EÇ: İlk kurulduğumuz günden bu yana grafik tasarımcılarımız var. Teknik paftalarımızın bile görselliğinin çok iyi olması gerektiğine inanıyoruz. Okunur olmalılar. Mimarlıkta bize yapı yapmayı öğretiyor olabilirler ama bu gibi alanların, artık ayrı meslek dalları olduğunu hatırlamalıyız. Siz, yaptığınız bir işin sunumunu ciddiye almalısınız. Seçtiğiniz font bile çok önemli örneğin. Bizim, TOCA'ya yönelik hazırladığımız fontlar var. Ve bunu meslek edinmiş insanlar var. Neden onlar da bu sürece katılmasın? Endüstri ürünleri tasarımcı arkadaşlar ile birlikte çalışmak istememizin nedeni ise, bir yapıyı da endüstri ürünü olarak görebilmemiz. O kadar yararlı oluyor ki! Biz, tasarıma hep cepheden bakarken, endüstri ürünleri tasarımcısı alttan yukarı doğru bakıyor. Ayrıca siz, müşteriye bu katkıyı görselleştirme yolu ile sunduğunuzda, onlar da yeni bir şeyler ile karşılaştıklarını fark ediyorlar. İç mimarları ise sadece iç mimar oldukları için çalıştırmıyoruz.
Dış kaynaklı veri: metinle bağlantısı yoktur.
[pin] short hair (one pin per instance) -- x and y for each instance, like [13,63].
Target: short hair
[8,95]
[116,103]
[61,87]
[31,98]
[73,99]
İç mimarlar hangi alanlardan sorumlular?
EÇ: Onlar da tasarımın tamamını yapıyorlar.
Planlama ve uygulamaya da giriyorlar mı?
EÇ: Evet, giriyorlar. Stadyum projemizde, yukarıdaki platformu gezen ve maçı izlemeye gelmiş olanların, aşağıdaki çarşıda nasıl vakit geçireceklerini sorguluyorduk. Belli yerlerde açıklıklar yaratmak gerekiyordu. Bunu bir sorun olarak ortaya koyduk. Mimar arkadaşlar, belli yerlerde topografyayı düzenleyerek probleme yaklaştılar. İç mimar arkadaşlar ise, bir ağaç örüntüsü ile konuyu ele alabileceğimizi söylediler. Aşağıdan yukarıya uzanan bir tür konstrüksiyon ile yukarıdaki insanları yönlendirmeyi önerdiler. Bu, çok ince bir nokta idi. Ne mimari ne de iç mimari idi. Ve bu fikir çok beğenildi. Ya da mesela enformasyon binasının cephelerini tasarladık; ama o cephelerin karakterini son olarak iç mimarlar revize ettiler. Çünkü içeride, yapının tamamını gezebilecek bir rampa önerdiler. Bu rampa için de yapı, bir miktar yukarı doğru kaldırıldı. Grafik tasarımcımız ise, söz konusu rampanın zemin ile birleşerek olimpiyat halkalarına dönmesini önerdi. Bunun içine de bir havuz ekledik mesela.
O halde şunu merak ediyorum: Burada çalışan grafik kökenli ya da iç mimar ekip üyelerinin işe yoğunluğu, mimarlardan daha az oluyor mu?
EÇ: Hayır, onlar tam tersine daha çok çalışıyorlar! En başta işleri hızlandıranlar mimarlar oluyor ama son noktada iş, diğer tasarımcı arkadaşlarımıza düşüyor. Buradan en geç onlar çıkıyor, çünkü paftaların son kontrollerini grafik tasarımcılar yapıyor. Ya da baskıdan gelen renklerin pantone ile uyup uymadığına iç mimarlarımız bakıyor. Dolayısıyla tüm proje bitmeden kimse gidemiyor.